687 posts, read 618,522 times
Reputation: 1020
Quote:
Originally Posted by theluckygal View Post
The universities need to limit the number of applicants in these useless fields based on jobs available in the market. Its about demand & supply. Before wasting your money on these degrees you need to spend some time online to search for job market in your chosen field. Just look at your parents expenses & see where they spend most of your money every month - rent/mortgage, electricity, water, food, cell phone, medicine, internet. Jobs are plenty in the industries that make products & services that are essential in life, as opposed to music, sports, arts, fashion, entertainment which are considered luxuries & not at all important for survival. Its common sense on what should be your obvious choice.
I wish universities would do this more. Then I wouldn't have graduated in a field I thought was in demand but was actually in over-supply because everyone was telling college students it was in demand. Now the average salary for someone with my degree is 30k despite the huge amount of schooling and technical knowledge we acquired (p.s. the job market can change in the 4 years it takes to complete a degree).

Jobs being plenty doesn't mean they are well-paid or you can make a good living off them.
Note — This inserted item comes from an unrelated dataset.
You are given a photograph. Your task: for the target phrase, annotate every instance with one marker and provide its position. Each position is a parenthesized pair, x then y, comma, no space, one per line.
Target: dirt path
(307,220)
Usually when you get high enough demand for certain goods/services, those goods/services end up heavily regulated, and then suppliers tend to look for cheaper and cheaper labor to offset their overhead costs, and/or when demand is so high that many employees are needed, those "plenty jobs" wages tend to get smaller while the fewer and higher level positions are paid much more. So you can look for a "rare" position making lots of money for goods/services that are in high demand as basic necessities, or a "rare" position for goods/services that are in high demand but aren't necessities (because, you know, video games aren't a very moneyed industry at all). Doesn't really matter that way if the goal is to making a real living.